Lijju Mathew picture Lijju Mathew · May 4, 2016 · Viewed 17.8k times · Source

I am an Apache Spark learner and have come across a RDD action aggregate which I have no clue of how it functions. Can some one spell out and explain in detail step by step how did we arrive at the below result for the code here

RDD input = {1,2,3,3}

RDD Aggregate function :

rdd.aggregate((0, 0))
((x, y) =>
(x._1 + y, x._2 + 1),
(x, y) =>
(x._1 + y._1, x._2 + y._2))

output : {9,4}

Thanks

Answer

zero323 picture zero323 · May 4, 2016

If you are not sure what is going on it is best to follow the types. Omitting implicit ClassTag for brevity we start with something like this

abstract class RDD[T] extends Serializable with Logging 

def aggregate[U](zeroValue: U)(seqOp: (U, T) ⇒ U, combOp: (U, U) ⇒ U): U 

If you ignore all the additional parameters you'll see that aggregate is a function which maps from RDD[T] to U. It means that the type of the values in the input RDD doesn't have to be the same as the type of the output value. So it is clearly different than for example reduce:

def reduce(func: (T, T) ⇒ T): T 

or fold:

def fold(zeroValue: T)(op: (T, T) => T): T

The same as fold, aggregate requires a zeroValue. How to choose it? It should be an identity (neutral) element with respect to combOp.

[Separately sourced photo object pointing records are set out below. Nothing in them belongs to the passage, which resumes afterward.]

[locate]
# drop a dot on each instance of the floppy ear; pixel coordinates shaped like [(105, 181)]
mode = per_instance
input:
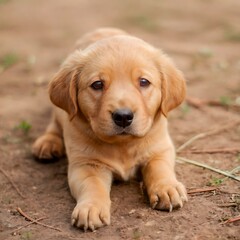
[(63, 88), (173, 86)]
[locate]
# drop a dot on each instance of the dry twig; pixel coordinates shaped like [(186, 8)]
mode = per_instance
[(223, 127), (36, 221), (227, 205), (28, 224), (181, 159), (234, 219), (201, 190), (13, 184)]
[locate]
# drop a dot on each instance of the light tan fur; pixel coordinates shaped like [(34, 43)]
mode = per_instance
[(82, 123)]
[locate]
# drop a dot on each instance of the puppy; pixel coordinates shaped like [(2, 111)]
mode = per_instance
[(112, 96)]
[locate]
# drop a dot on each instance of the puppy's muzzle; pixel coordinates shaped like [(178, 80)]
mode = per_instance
[(123, 117)]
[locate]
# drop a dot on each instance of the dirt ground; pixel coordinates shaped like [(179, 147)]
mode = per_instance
[(203, 38)]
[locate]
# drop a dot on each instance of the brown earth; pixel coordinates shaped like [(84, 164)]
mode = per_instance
[(203, 37)]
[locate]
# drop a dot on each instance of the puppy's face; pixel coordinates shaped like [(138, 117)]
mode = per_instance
[(119, 85)]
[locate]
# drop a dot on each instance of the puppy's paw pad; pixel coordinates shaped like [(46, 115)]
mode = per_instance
[(168, 196), (90, 216), (48, 146)]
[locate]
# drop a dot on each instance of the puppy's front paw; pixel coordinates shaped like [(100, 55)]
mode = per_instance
[(91, 216), (167, 195), (48, 146)]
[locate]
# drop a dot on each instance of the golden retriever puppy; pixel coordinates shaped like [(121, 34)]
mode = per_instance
[(112, 96)]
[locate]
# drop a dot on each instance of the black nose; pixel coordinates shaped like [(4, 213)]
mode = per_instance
[(122, 117)]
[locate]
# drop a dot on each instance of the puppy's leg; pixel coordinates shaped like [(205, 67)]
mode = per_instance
[(90, 186), (50, 144), (164, 190)]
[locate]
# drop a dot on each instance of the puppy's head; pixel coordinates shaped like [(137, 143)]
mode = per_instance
[(119, 85)]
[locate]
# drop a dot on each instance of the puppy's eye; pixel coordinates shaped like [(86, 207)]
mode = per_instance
[(143, 82), (97, 85)]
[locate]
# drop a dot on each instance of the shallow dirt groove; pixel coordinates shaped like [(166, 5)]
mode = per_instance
[(35, 37)]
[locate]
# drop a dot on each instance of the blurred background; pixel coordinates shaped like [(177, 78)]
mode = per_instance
[(203, 39)]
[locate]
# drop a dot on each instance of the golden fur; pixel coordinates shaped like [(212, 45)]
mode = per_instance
[(98, 149)]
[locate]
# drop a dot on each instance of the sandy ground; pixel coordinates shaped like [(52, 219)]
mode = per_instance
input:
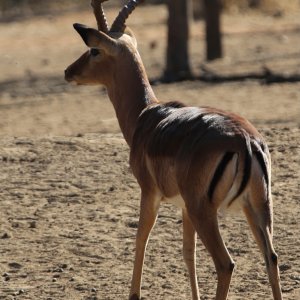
[(68, 201)]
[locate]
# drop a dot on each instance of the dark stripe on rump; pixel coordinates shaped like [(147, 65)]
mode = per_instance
[(262, 163), (219, 173), (246, 174)]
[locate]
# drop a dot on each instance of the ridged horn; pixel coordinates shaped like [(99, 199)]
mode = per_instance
[(100, 15), (119, 23)]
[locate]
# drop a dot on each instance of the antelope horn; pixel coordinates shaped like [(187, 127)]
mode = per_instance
[(119, 23), (100, 15)]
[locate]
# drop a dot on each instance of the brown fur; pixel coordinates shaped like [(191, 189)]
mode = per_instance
[(177, 151)]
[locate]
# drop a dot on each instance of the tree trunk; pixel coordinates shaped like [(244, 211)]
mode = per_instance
[(213, 31), (178, 66)]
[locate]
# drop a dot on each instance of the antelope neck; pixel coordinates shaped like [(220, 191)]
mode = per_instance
[(130, 93)]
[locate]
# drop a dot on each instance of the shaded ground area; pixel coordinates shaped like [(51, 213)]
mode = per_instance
[(68, 201)]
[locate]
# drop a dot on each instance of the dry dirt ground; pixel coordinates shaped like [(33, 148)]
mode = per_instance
[(68, 201)]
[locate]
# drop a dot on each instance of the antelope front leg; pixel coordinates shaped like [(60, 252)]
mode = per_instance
[(148, 213), (189, 252)]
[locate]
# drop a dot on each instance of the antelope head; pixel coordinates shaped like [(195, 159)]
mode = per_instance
[(108, 48)]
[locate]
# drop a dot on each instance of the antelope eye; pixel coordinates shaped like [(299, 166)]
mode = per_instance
[(94, 52)]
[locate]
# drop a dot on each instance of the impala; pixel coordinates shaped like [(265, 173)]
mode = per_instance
[(201, 159)]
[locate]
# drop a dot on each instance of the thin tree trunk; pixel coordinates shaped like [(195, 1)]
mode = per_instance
[(213, 30), (178, 66)]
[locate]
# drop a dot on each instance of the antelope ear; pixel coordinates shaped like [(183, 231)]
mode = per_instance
[(97, 39)]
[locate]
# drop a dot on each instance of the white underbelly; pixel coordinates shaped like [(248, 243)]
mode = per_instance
[(177, 201)]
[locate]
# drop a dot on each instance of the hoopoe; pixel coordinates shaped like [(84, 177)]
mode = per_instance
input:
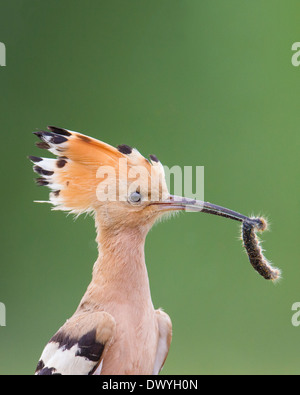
[(115, 329)]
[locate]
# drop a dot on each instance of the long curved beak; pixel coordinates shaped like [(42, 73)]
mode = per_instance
[(179, 203)]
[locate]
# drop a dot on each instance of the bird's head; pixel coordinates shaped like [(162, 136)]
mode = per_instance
[(119, 185)]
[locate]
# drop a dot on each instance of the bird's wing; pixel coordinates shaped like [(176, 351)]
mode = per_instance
[(164, 340), (78, 348)]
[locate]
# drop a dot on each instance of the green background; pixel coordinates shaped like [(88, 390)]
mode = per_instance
[(195, 82)]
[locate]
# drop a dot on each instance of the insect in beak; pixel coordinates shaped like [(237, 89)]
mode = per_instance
[(249, 228)]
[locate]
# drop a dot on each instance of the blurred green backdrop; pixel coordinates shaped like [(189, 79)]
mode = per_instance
[(196, 83)]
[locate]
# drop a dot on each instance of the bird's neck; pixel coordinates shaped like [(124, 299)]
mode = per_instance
[(120, 273)]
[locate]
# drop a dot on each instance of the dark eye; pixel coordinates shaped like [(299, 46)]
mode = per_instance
[(135, 197)]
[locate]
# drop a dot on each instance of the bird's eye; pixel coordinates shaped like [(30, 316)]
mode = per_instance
[(135, 197)]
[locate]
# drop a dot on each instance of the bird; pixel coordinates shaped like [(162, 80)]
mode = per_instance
[(115, 329)]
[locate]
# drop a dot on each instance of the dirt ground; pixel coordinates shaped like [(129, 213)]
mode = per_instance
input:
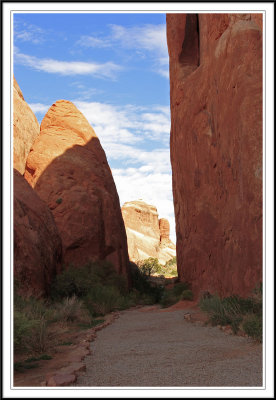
[(153, 347), (150, 346)]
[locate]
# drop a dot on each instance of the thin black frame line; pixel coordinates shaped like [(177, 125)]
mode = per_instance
[(264, 204), (134, 11)]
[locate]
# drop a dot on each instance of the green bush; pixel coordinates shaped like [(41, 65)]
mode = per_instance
[(171, 262), (79, 280), (101, 300), (180, 291), (149, 266), (252, 326), (69, 310), (143, 290), (29, 334), (187, 295), (245, 313)]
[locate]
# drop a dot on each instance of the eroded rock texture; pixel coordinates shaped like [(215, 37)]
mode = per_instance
[(146, 235), (25, 129), (216, 149), (68, 169), (37, 245)]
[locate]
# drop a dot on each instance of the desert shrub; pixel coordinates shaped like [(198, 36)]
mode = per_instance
[(180, 291), (239, 313), (187, 295), (79, 281), (149, 266), (142, 289), (168, 299), (69, 310), (30, 324), (29, 334), (101, 300), (252, 326), (171, 262), (180, 287)]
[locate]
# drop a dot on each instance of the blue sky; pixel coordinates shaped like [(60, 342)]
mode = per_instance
[(114, 68)]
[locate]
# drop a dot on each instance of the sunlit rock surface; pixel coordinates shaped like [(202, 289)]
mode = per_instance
[(25, 129), (147, 236), (68, 169), (216, 149)]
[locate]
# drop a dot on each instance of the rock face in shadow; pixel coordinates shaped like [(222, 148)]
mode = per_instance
[(37, 245), (25, 129), (216, 149), (146, 235), (68, 169)]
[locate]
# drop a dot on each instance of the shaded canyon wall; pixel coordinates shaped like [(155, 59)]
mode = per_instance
[(68, 169), (66, 207), (216, 149)]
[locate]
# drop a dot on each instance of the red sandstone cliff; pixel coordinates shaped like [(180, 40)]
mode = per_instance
[(216, 149), (25, 129), (37, 245), (146, 235), (68, 169)]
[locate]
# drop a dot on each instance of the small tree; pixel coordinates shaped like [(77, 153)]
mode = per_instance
[(149, 266)]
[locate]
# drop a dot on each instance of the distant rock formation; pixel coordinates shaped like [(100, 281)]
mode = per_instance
[(25, 129), (146, 235), (68, 169), (216, 149), (37, 245)]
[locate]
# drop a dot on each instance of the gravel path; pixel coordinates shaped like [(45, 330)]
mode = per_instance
[(157, 348)]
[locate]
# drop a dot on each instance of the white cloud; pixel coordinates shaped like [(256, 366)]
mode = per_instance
[(136, 143), (104, 70), (126, 124), (91, 41), (147, 41), (25, 32), (154, 188), (148, 37), (39, 108)]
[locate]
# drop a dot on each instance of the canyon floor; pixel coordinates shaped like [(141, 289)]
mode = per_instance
[(150, 346)]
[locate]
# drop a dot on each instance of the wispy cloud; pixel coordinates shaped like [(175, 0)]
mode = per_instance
[(39, 108), (147, 41), (51, 66), (125, 133), (25, 32), (127, 124)]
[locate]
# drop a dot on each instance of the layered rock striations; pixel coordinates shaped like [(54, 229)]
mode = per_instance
[(216, 149), (68, 169), (147, 236), (25, 129), (37, 244)]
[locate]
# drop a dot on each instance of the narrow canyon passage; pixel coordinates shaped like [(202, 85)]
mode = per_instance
[(153, 347)]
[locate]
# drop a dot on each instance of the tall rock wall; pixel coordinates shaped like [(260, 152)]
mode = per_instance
[(68, 169), (147, 236), (216, 149), (25, 129), (37, 245)]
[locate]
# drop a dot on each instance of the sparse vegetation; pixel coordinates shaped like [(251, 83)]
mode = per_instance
[(180, 291), (78, 297), (151, 266), (243, 314)]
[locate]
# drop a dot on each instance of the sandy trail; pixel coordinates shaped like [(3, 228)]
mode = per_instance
[(157, 348)]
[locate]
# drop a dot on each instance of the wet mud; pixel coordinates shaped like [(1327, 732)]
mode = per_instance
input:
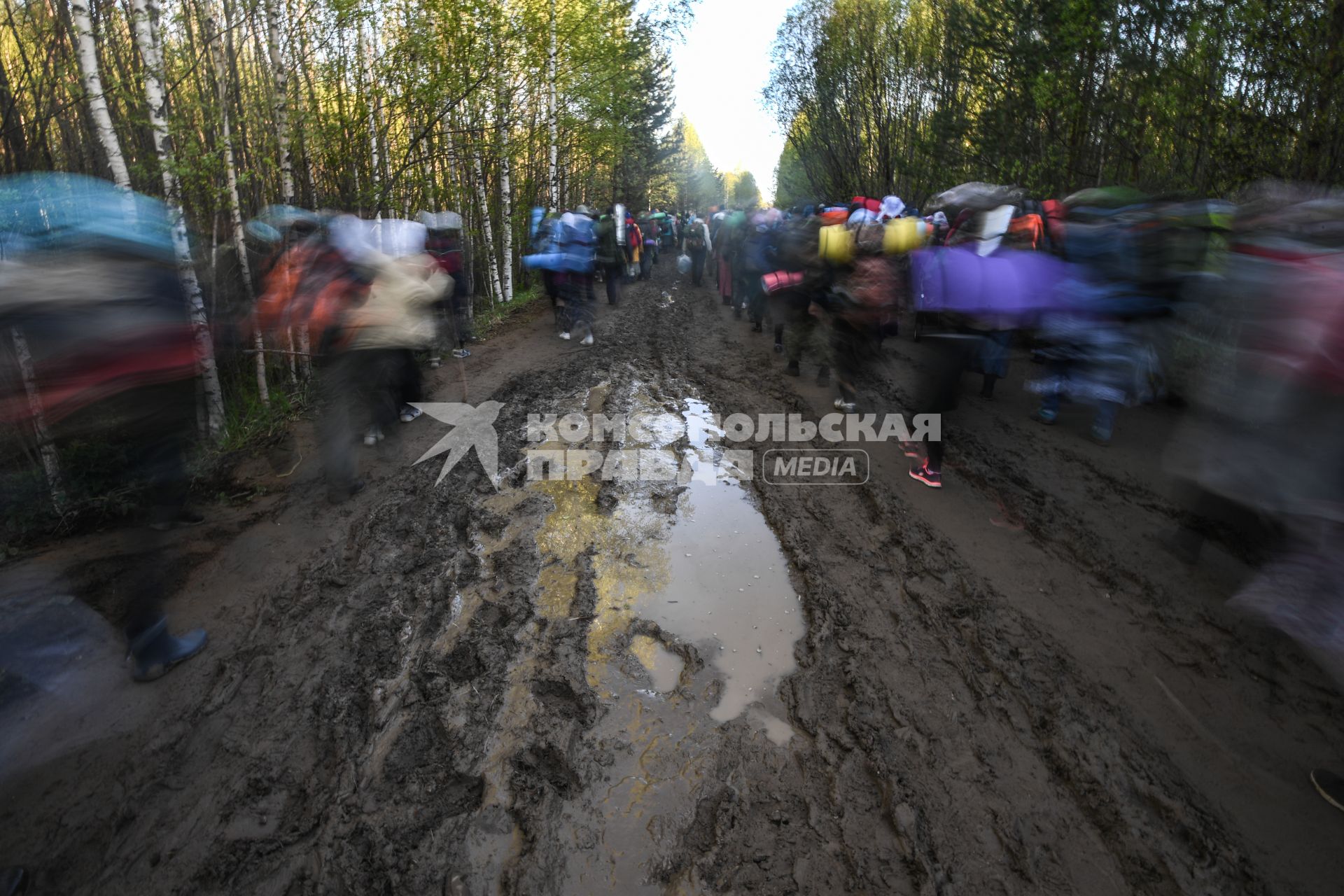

You also have to provide two functions:

  • seqOp which maps from (U, T) to U
  • combOp which maps from (U, U) to U

Just based on this signatures you should already see that only seqOp may access the raw data. It takes some value of type U another one of type T and returns a value of type U. In your case it is a function with a following signature

((Int, Int), Int) => (Int, Int) 

At this point you probably suspect it is used for some kind of fold-like operation.

The second function takes two arguments of type U and returns a value of type U. As stated before it should be clear that it doesn't touch the original data and can operate only on the values already processed by the seqOp. In your case this function has a signature as follows:

((Int, Int), (Int, Int)) => (Int, Int) 

So how can we get all of that together?

  1. First each partition is aggregated using standard Iterator.aggregate with zeroValue, seqOp and combOp passed as z, seqop and combop respectivelly. Since InterruptibleIterator used internally doesn't override aggregate it should be executed as a simple foldLeft(zeroValue)(seqOp)

  2. Next partial results collected from each partition are aggregated using combOp

Lets assume that input RDD has three partitions with following distribution of values:

  • Iterator(1, 2)
  • Iterator(2, 3)
  • Iterator()

You can expect that execution, ignoring absolute order, will be equivalent to something like this:

val seqOp = (x: (Int, Int), y: Int) => (x._1 + y, x._2 + 1)
val combOp = (x: (Int, Int), y: (Int, Int)) => (x._1 + y._1, x._2 + y._2)

Seq(Iterator(1, 2), Iterator(3, 3), Iterator())
  .map(_.foldLeft((0, 0))(seqOp))
  .reduce(combOp)

foldLeft for a single partition can look like this:

Iterator(1, 2).foldLeft((0, 0))(seqOp)
Iterator(2).foldLeft((1, 1))(seqOp)
(3, 2)

and over all partitions

Seq((3,2), (6,2), (0,0))

which combined will give you observed result:

(3 + 6 + 0, 2 + 2 + 0)
(9, 4)

In general this is a common pattern you will find all over Spark where you pass neutral value, a function used to process values per partition and a function used to merge partial aggregates from different partitions. Some other examples include:

  • aggregateByKey
  • User Defined Aggregate Functions
  • Aggregators on Spark Datasets.